The lyrics, when she finally gets get to them anyway, are a furrow more frequently plowed than Sasha Grey's nethers.  She regrets hooking up with a bad boy, which is a song that was probably being sung by the ancient Sumerians.  Hell, it's actually a song that country music is particularly good at, like this little ditty by Leann Womack.  You know why that's a poignant song about sleeping with someone you shouldn't, Taylor?  Because, like everyone else older than the Kraft singles in my refrigerator, Leann Womack knows she shouldn't sleep with that guy but she does it anyway because our genitals may be stupid but they're great debaters.  Resolved: this night may end in a jail cell but probably not until after the orgasm.  If you want to go for melodrama about your romantic troubles, sweetie, take a note from Miranda Lambert and play it up for laughs.  What you should not do is read the crap your junior high English teacher labeled "deep" from your Hello Kitty notebook.  If I can tell what the second clause in a sentence is going to be halfway through the first you probably shouldn't tell me because: 1) it's stupid, and 2) I've heard it before.  Taylor may say that she blames herself for this awful relationship but I refuse to believe her, mostly because her previous songs lead me to believe she has no self-awareness and her stupid haircut, clothing and makeup rob her of all credibility.  I used to wear stolen Goodwill clothes but I certainly never expected anyone to take me seriously.

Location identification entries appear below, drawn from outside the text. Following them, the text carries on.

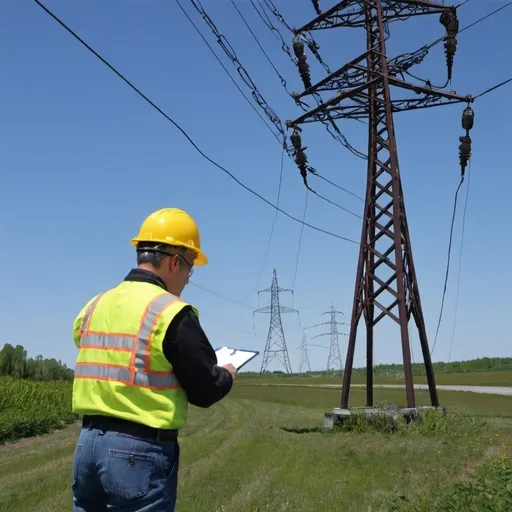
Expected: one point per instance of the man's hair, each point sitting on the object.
(154, 252)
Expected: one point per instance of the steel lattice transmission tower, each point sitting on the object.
(275, 347)
(334, 361)
(304, 357)
(385, 276)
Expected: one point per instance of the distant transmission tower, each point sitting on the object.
(304, 357)
(276, 343)
(334, 359)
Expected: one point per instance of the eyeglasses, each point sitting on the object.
(189, 265)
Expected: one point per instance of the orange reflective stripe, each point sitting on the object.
(86, 321)
(138, 373)
(123, 374)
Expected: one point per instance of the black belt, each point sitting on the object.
(129, 427)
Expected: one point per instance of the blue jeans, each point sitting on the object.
(116, 471)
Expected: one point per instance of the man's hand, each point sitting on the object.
(231, 369)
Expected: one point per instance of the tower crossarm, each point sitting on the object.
(351, 13)
(431, 97)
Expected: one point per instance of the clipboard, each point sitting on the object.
(237, 357)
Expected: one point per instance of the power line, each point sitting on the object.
(494, 88)
(437, 41)
(273, 226)
(460, 262)
(300, 239)
(447, 264)
(220, 296)
(270, 113)
(159, 110)
(283, 81)
(226, 70)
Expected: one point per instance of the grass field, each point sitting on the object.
(262, 449)
(467, 379)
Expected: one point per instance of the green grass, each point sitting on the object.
(468, 379)
(262, 449)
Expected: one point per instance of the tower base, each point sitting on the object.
(338, 415)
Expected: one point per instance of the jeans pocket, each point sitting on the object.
(170, 460)
(76, 463)
(129, 473)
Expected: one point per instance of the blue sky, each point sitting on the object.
(85, 159)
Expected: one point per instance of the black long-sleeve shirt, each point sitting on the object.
(187, 348)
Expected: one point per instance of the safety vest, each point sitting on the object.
(121, 369)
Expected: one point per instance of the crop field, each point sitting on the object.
(263, 449)
(29, 408)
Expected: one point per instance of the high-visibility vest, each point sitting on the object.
(121, 369)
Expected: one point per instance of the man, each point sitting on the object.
(143, 357)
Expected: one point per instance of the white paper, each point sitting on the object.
(236, 357)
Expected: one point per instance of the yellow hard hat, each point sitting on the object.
(174, 227)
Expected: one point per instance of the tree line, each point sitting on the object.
(14, 362)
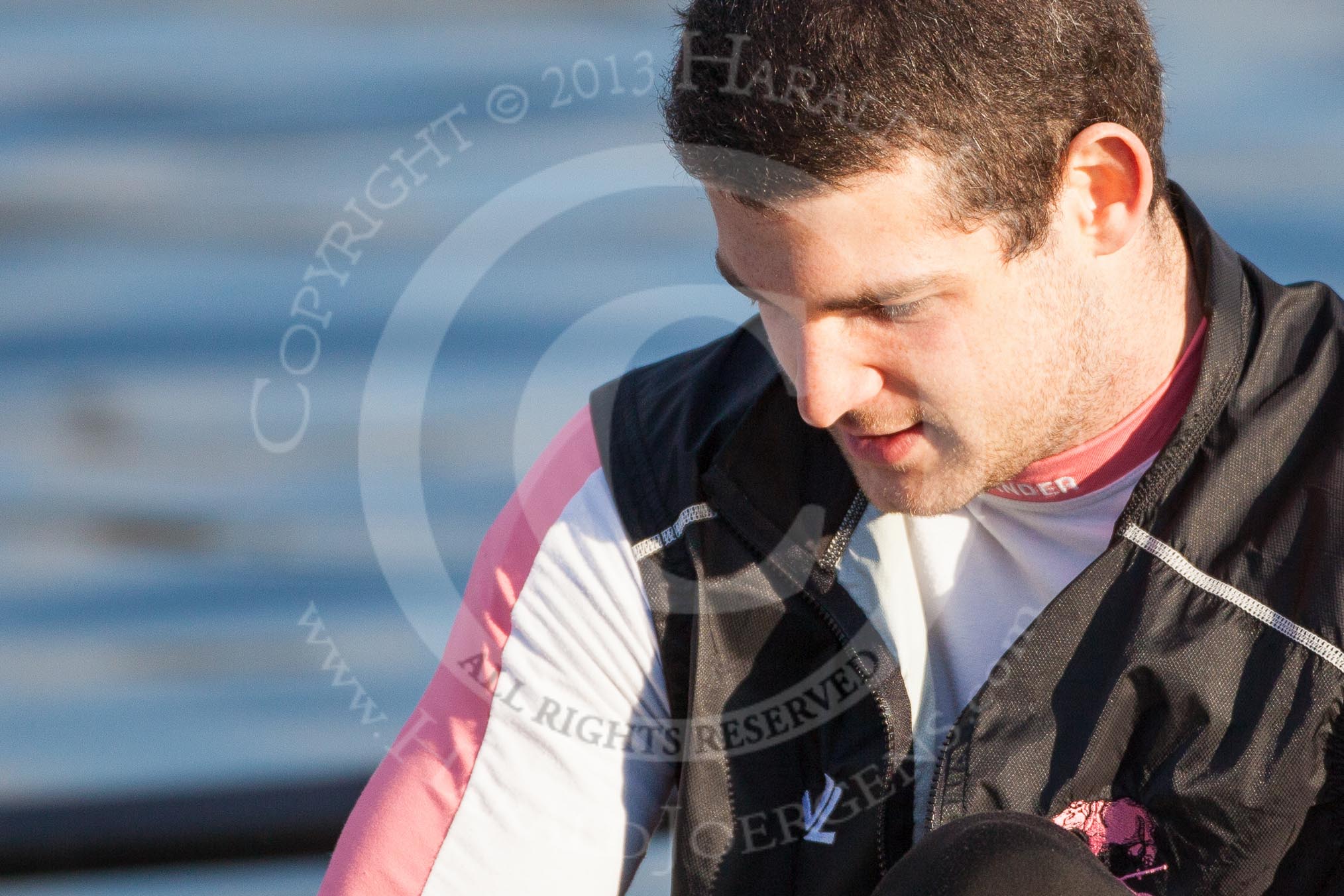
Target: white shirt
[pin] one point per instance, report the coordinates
(950, 594)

Everything about this video that tries to convey edginess and danger and bitter angst is approximately as dark and moody as a marshmallow Peep.  Maybe a Halloween peep, I haven't seen those but they probably exist.  The guy, the bad boy who she knew was trouble when he walked in, looks like DJ Qualls after fetishists got ahold of him, and if such a thing could be said, is the most chaste and harmless bad boy ever conceived.  Bad boys do not wear what I pray to God is not sleeveless denim but very probably is.  The titular "trouble" in this video is the edgy boy band member that 12 year olds crush on before they grow up to have turbulent drug-fueled liaisons with actual bad boys 15 years later.

The casting choice is even more bizarre considering what we know about Taylor Swift's romantic history.  John Mayer might wear a hat as stupid as the one worn in this video, but I am pretty sure he would not pick a fight with pool hall toughs without an appropriately felonious entourage.  At least when Kurt Cobain was grousing musically about his sex life we knew he was talking about Courtney Love and could sympathize.

Most of us can look back on the stupid things we said and did when we were in our early twenties and recognize that they were stupid, but that is only because no one paid us millions of dollars for them.  You know, that actually might be a tragedy worthy of a song.